Ethan’s initial shift away from his past identity and toward a new one is similarly reflected in his possessions. Although Ethan still wears his suit when he wakes after the car accident, he has lost his wallet, badge, gun, and briefcase, all of which highlight his identity as a federal agent. The one possession he retains after the car accident is his Swiss army knife. This one retained item, in turn, illustrates how some small part of Ethan’s identity does at least remain unchanged—namely, The Need to Know, which for Ethan is inextricable from the will to survive.

The motif of clothing as a reflection of identity continues as Ethan’s experience in Wayward Pines slowly strips his identity away, leaving him uncertain as to who he is. Ethan evades capture several times, but when he finally wakes in the hospital after falling unconscious, he’s wearing a hospital gown. When Beverly helps him escape, she brings clothing for him, but Ethan doesn’t have time to change into it. Instead, he continues in the gown, which he eventually loses as well: “[A] hedge of dripping bushes […] nearly ripped the flimsy hospital gown off him […] The gown hung in tatters around his neck like a shredded cape. He tore it off” (167). In this climactic scene, Ethan runs through downtown Wayward Pines literally naked. His identity as federal agent is completely gone, and with it, his authority. When Ethan does manage to find some clothing again, it is from a resident of Wayward Pines; however, the fit is not quite right: “The shirt and jeans were a few sizes small” (181). He also steals the boots of the man he just killed, which are too large, but he “kept adding layers of socks until his feet fit snugly inside” (181). Ethan has begun to adapt, his identity shifting to allow him to present as a resident of Wayward Pines—but though the clothing is on him, it doesn’t quite fit right either.

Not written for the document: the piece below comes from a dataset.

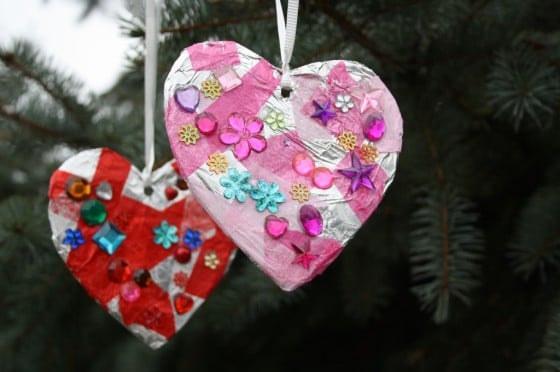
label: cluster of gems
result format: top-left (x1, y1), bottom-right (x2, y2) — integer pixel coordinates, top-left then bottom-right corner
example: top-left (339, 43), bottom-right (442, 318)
top-left (62, 169), bottom-right (221, 316)
top-left (172, 62), bottom-right (385, 270)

Ethan’s journey to the truth parallels his journey to his new identity in Wayward Pines. In the end, Ethan wears Pope’s old uniform, “dark brown canvas pants and a hunger-green long-sleeved button-down, just like his predecessor” (288). At least on the surface, his old identity has been stripped away, and he is now clothed in the garb of his new identity: sheriff of Wayward Pines. As with the town, though, there may be more of Ethan’s core identity lingering beneath the surface; this question of identity remains for the next novel in the series to explore.